Not that there’s anything wrong with his PT Barnum mythmaking. There’s no doubt that the famed producer adopts a ‘hands-off’ practice when surveying his high-profile clients’ musical possibilities, everybody from Slipknot to Neil Diamond seeking his services to nab their very own respective Reign in Blood or American Recordings, and certainly deploys a team of top engineers to serve as his hands while he sits barefoot on the couch doing his bearded Svengali act.

But it’s hard to really imagine that Rubin doesn’t know his way around a mixing board, especially when shaped by the DIY punk and hip-hop culture, where any self-respecting producer would need to know how to handle a sampler or basic hardware in the musical underground. Still, it’s evident he’s gifted with a sharp curatorial instinct and dependable intuition of where an artist needs to head to pursue a song or album’s greatest realisation.

Crucially, he knows when to back off. While credited as Executive Producer, Rubin knew that when it came to one fresh singing to his Def Jam Recordings, such sonic dynamism was being conjured that he needed not add any chin-stroking musings at his end.

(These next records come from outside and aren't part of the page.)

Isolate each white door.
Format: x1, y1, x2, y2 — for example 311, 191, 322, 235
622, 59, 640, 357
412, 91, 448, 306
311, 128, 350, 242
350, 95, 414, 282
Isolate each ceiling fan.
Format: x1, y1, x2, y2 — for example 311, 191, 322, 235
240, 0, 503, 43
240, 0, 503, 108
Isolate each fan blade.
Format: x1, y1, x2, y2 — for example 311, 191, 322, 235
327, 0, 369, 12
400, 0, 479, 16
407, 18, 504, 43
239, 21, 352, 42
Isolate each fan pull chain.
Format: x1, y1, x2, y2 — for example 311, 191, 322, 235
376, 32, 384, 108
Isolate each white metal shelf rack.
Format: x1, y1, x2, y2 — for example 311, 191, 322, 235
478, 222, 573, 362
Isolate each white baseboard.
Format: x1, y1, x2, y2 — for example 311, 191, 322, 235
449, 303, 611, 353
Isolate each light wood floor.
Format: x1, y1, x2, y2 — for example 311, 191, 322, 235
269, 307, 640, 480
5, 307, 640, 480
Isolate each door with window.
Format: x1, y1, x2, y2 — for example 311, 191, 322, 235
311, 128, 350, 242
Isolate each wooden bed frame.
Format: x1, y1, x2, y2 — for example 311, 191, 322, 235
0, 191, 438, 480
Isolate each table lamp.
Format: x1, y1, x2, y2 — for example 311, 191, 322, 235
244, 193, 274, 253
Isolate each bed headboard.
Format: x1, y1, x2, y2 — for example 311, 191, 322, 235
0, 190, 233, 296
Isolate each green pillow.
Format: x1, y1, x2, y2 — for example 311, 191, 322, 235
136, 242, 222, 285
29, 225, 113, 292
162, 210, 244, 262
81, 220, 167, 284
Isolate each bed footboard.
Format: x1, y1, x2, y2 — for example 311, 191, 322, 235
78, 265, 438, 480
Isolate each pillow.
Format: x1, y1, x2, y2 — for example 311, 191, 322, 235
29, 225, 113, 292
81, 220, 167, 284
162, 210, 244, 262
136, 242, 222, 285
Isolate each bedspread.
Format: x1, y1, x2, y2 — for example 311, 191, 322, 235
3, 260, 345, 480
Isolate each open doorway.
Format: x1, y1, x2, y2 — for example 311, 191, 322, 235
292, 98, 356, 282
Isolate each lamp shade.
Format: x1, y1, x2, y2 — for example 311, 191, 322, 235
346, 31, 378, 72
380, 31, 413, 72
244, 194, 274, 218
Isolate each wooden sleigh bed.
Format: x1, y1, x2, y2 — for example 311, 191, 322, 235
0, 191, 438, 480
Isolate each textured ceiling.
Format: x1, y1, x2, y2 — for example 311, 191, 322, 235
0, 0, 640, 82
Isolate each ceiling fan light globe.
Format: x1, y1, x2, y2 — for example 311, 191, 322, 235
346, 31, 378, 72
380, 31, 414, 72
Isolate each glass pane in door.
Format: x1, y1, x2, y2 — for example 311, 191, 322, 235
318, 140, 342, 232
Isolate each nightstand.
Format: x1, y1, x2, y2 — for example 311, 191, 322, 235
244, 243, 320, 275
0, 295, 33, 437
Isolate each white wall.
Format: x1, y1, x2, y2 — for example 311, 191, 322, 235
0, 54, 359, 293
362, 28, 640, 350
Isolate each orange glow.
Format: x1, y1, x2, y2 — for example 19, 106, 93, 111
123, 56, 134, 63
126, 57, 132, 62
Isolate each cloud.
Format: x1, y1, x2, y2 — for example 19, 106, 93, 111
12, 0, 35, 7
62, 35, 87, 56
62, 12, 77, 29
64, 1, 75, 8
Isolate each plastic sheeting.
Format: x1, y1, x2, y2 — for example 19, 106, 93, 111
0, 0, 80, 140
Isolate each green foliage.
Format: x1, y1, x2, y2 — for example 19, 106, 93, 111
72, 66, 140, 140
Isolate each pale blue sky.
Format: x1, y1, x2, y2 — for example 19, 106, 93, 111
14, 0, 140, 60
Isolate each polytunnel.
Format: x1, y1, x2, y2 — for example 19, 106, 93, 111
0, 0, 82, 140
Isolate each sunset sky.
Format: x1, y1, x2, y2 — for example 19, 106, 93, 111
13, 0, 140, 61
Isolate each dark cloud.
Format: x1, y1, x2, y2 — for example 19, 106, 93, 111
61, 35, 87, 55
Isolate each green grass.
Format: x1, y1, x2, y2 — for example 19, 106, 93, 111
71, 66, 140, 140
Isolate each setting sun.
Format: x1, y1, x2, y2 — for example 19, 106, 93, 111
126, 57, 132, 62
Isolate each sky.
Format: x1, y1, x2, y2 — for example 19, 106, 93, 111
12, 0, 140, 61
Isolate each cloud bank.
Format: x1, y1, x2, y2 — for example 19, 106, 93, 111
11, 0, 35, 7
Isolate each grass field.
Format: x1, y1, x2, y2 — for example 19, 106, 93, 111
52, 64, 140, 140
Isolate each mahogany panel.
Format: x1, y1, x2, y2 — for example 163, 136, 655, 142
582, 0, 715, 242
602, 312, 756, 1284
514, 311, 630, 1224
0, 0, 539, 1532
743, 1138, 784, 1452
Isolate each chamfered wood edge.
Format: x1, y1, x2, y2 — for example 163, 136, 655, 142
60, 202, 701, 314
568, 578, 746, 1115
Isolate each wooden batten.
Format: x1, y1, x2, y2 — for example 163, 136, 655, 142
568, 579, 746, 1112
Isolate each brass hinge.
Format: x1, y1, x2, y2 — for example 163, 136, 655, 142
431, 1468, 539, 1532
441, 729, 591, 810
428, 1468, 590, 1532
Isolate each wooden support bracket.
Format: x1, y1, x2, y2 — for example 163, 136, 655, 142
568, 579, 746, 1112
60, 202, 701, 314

“I played more of an advisory role with Public Enemy,” Rubin told XXL in 2013, reflecting on the hip-hop group’s titanic legacy. “I really trusted them to make the music that they wanted to make, and the way The Bomb Squad worked with them…they created their whole own world of music. They would always ask me to come to the studio and I would check in on things and I’d make suggestions and stuff, but for the most part, the closer it was to Chuck’s vision, the better.”

This was no faint praise. Having a major hand in launching the careers of the Beastie Boys, Run-DMC, and LL Cool J, Rubin knew that the Public Enemy frontman Chuck D’s Bomb Squad production team was well ahead of the curve during hip-hop’s rapidly shifting trends.

It took Public Enemy a while. While a solid album, 1987’s Yo! Bum Rush the Show‘s debut still leaned on hip-hop’s stylings for drum machine punch and sparse sonic swagger, a trend already becoming old hat when dropped in February.

It was the next year’s It Takes a Nation of Millions to Hold Us Back sophomore to really demonstrate the Bomb Squad’s innovative sound, crushing a hectic density of sample collage, matching the politically charged lyrical ferocity spat from the world’s most essential group that moment.

“At the time Public Enemy came out, they were the least successful group on Def Jam, and it wasn’t until the second album when people started accepting him [Chuck D] and got used to it,” Rubin remembered. “It was just so radical at first that when people heard it, they didn’t want that. Nation was important in that Public Enemy was the first group to really talk about serious political stuff, so that’s an exciting and important thing.”